# Replacing hinges on utility trailer gate



## gastek (Mar 29, 2011)

My trailer that I got from Lowes a few years ago has two hinges on the back gate need to be replaced. The ones on it are welded on and I am looking for a hinge that I can replace it with that is a bolt on style hinge. I thought about just removing the gate all together but there are times it comes in handy. I would also be interested in hinges that would allow me to remove the gate completely at times.

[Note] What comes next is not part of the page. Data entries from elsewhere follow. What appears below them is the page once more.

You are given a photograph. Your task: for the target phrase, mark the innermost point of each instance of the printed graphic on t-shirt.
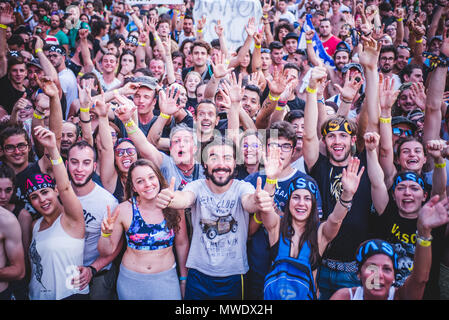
(219, 230)
(36, 260)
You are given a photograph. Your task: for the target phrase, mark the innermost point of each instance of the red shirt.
(331, 45)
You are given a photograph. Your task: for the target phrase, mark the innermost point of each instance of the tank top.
(55, 257)
(143, 236)
(358, 295)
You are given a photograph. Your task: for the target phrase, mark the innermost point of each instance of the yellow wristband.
(130, 123)
(440, 165)
(255, 219)
(165, 116)
(310, 90)
(37, 116)
(385, 120)
(57, 161)
(273, 98)
(423, 243)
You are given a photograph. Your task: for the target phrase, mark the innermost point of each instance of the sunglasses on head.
(120, 152)
(399, 132)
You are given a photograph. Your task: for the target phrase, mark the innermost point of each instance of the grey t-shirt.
(220, 229)
(95, 209)
(169, 169)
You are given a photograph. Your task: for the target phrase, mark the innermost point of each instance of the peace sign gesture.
(107, 225)
(350, 179)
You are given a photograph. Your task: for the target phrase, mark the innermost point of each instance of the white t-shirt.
(95, 209)
(69, 86)
(220, 229)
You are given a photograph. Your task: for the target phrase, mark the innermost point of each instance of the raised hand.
(435, 148)
(350, 88)
(433, 214)
(251, 27)
(317, 76)
(45, 137)
(371, 141)
(220, 66)
(107, 225)
(369, 56)
(219, 29)
(165, 196)
(350, 178)
(262, 198)
(167, 103)
(7, 14)
(387, 93)
(418, 95)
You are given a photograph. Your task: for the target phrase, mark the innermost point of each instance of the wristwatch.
(94, 271)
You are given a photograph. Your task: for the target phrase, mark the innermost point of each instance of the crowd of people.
(141, 162)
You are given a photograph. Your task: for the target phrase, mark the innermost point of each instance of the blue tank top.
(143, 236)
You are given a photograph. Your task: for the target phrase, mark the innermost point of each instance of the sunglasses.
(402, 132)
(129, 151)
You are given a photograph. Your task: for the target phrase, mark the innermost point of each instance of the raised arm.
(311, 142)
(368, 59)
(350, 179)
(387, 97)
(73, 217)
(379, 191)
(6, 18)
(432, 215)
(11, 236)
(439, 177)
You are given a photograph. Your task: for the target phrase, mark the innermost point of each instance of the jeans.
(200, 286)
(329, 281)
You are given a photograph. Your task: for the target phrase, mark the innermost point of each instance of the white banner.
(233, 14)
(138, 2)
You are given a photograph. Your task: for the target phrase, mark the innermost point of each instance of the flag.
(317, 45)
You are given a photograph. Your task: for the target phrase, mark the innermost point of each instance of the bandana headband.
(408, 176)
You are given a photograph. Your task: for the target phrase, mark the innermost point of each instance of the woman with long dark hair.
(148, 267)
(299, 228)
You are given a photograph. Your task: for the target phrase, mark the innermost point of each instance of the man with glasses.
(387, 59)
(99, 273)
(281, 137)
(57, 56)
(403, 55)
(16, 153)
(339, 136)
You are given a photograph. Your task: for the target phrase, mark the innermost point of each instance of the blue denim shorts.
(200, 286)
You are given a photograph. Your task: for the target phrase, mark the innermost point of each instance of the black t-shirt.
(9, 95)
(400, 232)
(357, 225)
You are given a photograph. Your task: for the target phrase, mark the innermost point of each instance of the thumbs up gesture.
(107, 225)
(264, 201)
(165, 196)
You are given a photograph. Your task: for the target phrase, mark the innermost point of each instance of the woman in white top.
(377, 261)
(57, 243)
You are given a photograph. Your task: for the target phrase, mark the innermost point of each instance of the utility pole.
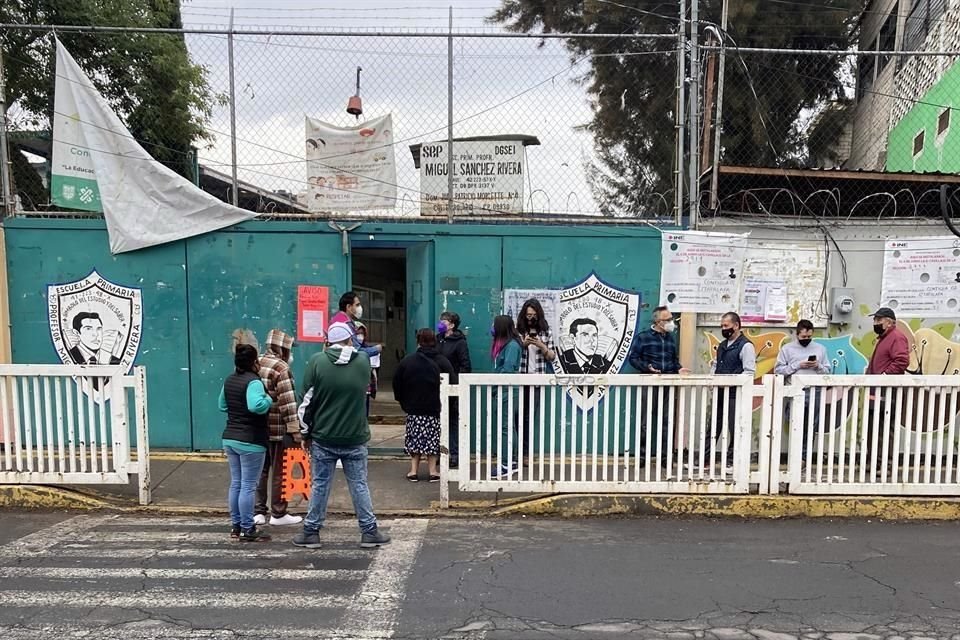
(694, 188)
(680, 117)
(234, 188)
(5, 166)
(718, 129)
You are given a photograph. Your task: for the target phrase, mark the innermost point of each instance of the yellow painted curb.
(599, 505)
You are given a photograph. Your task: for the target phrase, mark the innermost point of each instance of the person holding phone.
(804, 357)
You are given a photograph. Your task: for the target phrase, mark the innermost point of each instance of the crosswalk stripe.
(176, 598)
(242, 550)
(369, 616)
(107, 573)
(107, 537)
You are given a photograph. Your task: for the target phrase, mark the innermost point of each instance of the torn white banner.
(144, 203)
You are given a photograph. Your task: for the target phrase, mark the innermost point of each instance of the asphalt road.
(102, 577)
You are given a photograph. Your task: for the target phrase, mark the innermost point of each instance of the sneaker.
(252, 535)
(374, 539)
(307, 540)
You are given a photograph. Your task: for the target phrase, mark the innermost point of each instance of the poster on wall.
(313, 308)
(702, 272)
(594, 331)
(95, 322)
(487, 177)
(549, 299)
(921, 277)
(351, 168)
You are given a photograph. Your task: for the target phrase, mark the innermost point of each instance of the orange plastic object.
(296, 484)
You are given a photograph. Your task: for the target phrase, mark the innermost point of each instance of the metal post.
(694, 188)
(715, 170)
(234, 188)
(5, 166)
(681, 118)
(450, 122)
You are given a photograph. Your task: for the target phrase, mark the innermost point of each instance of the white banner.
(351, 168)
(487, 177)
(96, 158)
(921, 277)
(702, 272)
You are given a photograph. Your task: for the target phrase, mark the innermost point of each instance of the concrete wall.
(198, 293)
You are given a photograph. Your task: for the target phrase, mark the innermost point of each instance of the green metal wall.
(196, 293)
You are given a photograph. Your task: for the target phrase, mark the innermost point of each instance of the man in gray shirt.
(803, 357)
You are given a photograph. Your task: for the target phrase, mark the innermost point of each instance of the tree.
(632, 86)
(148, 78)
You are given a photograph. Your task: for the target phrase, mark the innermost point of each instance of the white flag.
(351, 168)
(98, 165)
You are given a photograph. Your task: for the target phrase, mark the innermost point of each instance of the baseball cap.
(339, 332)
(884, 312)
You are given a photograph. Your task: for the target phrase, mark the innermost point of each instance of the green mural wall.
(940, 153)
(198, 293)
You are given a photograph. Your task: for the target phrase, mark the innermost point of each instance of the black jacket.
(416, 382)
(454, 346)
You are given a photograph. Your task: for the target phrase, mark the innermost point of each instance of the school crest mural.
(95, 322)
(596, 324)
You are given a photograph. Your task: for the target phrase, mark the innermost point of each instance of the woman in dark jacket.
(245, 401)
(453, 345)
(416, 386)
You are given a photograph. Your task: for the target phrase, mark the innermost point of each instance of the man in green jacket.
(334, 427)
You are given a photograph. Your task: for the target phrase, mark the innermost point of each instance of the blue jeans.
(323, 461)
(245, 468)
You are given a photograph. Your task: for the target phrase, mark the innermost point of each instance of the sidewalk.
(185, 482)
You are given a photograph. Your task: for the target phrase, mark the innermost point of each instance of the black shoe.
(374, 539)
(252, 535)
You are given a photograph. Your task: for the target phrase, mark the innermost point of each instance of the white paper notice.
(921, 277)
(314, 323)
(702, 272)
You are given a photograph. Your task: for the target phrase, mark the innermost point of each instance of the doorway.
(395, 285)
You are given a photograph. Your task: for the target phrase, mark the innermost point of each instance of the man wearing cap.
(892, 354)
(890, 357)
(334, 428)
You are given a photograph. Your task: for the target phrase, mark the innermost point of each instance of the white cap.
(339, 332)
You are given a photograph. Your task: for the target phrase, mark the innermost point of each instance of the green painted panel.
(56, 251)
(940, 153)
(249, 281)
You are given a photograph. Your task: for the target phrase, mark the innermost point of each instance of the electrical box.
(842, 305)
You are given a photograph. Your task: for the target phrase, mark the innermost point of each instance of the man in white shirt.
(804, 357)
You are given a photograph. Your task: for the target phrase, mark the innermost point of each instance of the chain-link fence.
(565, 125)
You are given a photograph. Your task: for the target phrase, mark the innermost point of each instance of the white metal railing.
(870, 435)
(71, 425)
(552, 433)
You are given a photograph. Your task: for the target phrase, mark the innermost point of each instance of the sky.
(501, 86)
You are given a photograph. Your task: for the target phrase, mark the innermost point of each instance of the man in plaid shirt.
(284, 427)
(655, 351)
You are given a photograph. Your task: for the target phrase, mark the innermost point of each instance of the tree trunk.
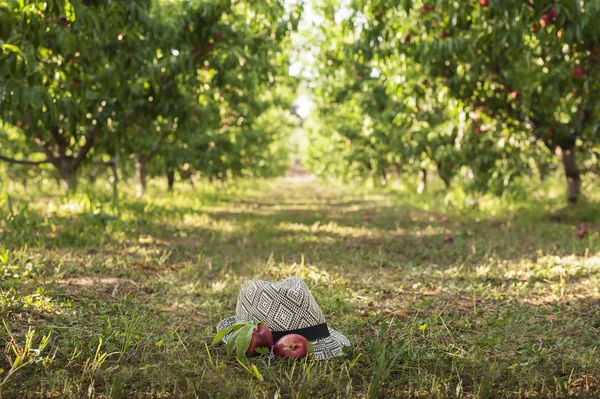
(444, 176)
(114, 166)
(572, 173)
(422, 181)
(67, 170)
(170, 178)
(141, 166)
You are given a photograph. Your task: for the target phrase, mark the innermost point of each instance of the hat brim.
(325, 348)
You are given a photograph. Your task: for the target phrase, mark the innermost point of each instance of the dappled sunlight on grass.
(514, 295)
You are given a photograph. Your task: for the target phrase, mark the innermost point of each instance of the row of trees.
(187, 85)
(492, 90)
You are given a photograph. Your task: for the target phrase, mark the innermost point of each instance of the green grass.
(129, 295)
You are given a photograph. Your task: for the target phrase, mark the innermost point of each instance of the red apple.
(291, 345)
(545, 20)
(261, 338)
(582, 232)
(579, 73)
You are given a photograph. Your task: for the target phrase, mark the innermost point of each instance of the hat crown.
(282, 306)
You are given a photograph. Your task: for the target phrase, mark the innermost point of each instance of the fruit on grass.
(291, 345)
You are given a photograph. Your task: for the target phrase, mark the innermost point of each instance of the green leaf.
(221, 334)
(231, 342)
(243, 341)
(257, 373)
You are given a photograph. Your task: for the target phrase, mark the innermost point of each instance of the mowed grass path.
(130, 296)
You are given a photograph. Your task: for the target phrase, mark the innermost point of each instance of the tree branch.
(83, 151)
(25, 162)
(60, 140)
(42, 144)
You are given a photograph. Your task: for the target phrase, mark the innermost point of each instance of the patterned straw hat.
(287, 307)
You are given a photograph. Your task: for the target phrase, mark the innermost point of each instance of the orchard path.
(511, 306)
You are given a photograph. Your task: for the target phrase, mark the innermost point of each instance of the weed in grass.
(129, 296)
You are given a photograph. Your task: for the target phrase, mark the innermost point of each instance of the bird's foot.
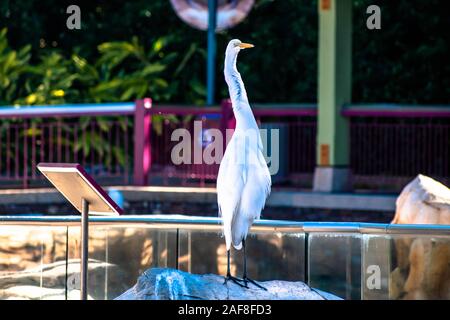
(247, 280)
(235, 280)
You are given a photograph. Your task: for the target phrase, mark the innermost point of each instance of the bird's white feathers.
(243, 182)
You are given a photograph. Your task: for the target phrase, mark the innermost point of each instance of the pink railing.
(95, 135)
(158, 168)
(131, 142)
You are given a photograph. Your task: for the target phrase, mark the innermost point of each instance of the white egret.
(243, 182)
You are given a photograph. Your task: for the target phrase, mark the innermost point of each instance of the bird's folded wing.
(230, 185)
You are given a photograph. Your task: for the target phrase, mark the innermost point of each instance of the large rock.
(47, 282)
(423, 263)
(171, 284)
(423, 201)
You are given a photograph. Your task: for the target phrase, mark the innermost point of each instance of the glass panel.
(335, 263)
(376, 267)
(117, 256)
(270, 255)
(32, 262)
(420, 267)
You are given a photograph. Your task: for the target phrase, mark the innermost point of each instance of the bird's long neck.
(236, 87)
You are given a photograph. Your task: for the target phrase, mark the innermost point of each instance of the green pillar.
(335, 73)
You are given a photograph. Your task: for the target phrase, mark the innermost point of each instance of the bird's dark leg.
(245, 278)
(229, 276)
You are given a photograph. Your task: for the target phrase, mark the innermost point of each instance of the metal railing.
(131, 142)
(334, 257)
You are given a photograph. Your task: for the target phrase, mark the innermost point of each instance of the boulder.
(423, 201)
(47, 282)
(423, 263)
(171, 284)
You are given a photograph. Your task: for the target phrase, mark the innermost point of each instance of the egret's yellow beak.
(245, 45)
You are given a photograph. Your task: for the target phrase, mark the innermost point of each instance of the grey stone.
(171, 284)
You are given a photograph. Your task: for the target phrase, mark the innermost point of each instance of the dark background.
(404, 62)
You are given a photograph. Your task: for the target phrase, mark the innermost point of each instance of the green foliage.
(13, 65)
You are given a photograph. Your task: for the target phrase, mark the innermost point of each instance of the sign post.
(73, 182)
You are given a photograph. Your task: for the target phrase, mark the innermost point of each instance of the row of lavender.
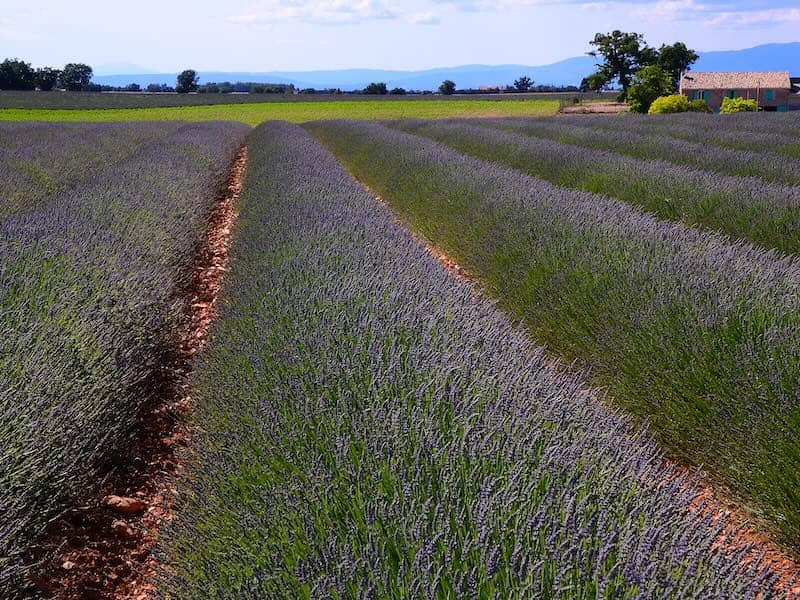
(740, 163)
(40, 159)
(779, 134)
(694, 334)
(372, 429)
(87, 309)
(767, 214)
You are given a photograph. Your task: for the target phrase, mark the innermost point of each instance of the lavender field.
(693, 332)
(88, 275)
(601, 400)
(375, 430)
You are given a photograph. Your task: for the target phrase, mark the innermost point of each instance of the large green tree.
(75, 76)
(447, 88)
(47, 78)
(523, 84)
(16, 75)
(187, 81)
(676, 59)
(623, 54)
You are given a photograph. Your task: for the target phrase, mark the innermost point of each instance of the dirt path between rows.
(738, 535)
(105, 549)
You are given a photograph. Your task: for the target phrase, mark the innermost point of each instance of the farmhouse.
(772, 89)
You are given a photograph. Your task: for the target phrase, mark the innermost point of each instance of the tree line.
(16, 74)
(448, 87)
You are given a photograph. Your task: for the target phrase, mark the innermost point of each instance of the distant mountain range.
(769, 57)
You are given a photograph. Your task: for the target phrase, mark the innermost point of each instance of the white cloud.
(669, 10)
(754, 18)
(330, 12)
(426, 18)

I've done Google searches for replacement hinges but all that I see are the same or similar to the ones already on it. Any ideas?


----------



## Sir Mixalot (Jan 6, 2008)

I feel your pain.:sad: 
I'm hoping to be able to find some new hinges for my trailer too. Preferably stainless steel. :thumbsup:


----------



## dcm3030 (Sep 17, 2012)

http://www.hardwaresource.com/hinge...elding+Hinges/Weld+and+Bolt+Heavy+Duty+Hinges

Probably overkill for your application, but it does bolt on :clap:

Don't most of the weld on pin style hinges have the option for removal by lowering the gate and sliding it to the side?


----------



## gastek (Mar 29, 2011)

The way they installed the hinges you can't remove the gate at all. Had they installed them facing in the same direction you probably could remove it easily.


----------



## gastek (Mar 29, 2011)

Sir Mixalot said:


> I feel your pain.:sad:
> I'm hoping to be able to find some new hinges for my trailer too. Preferably stainless steel. :thumbsup:


I called a local trailer place and they quoted $150 for two hinges to be replaced.


----------



## MIKE ANTONETTI (Jul 17, 2012)

If that includes the hinges, go for it
They have to remove hinges, grind, prep,weld,paint,
They are in business to make a little profit and it will be done professionally
Ramp removal is the only way to go as loading up by forklift is essential in certain situations


----------



## Rich D. (Oct 14, 2011)

Mcmaster carr has what your looking for. Ive got some beefy hinges from them.


----------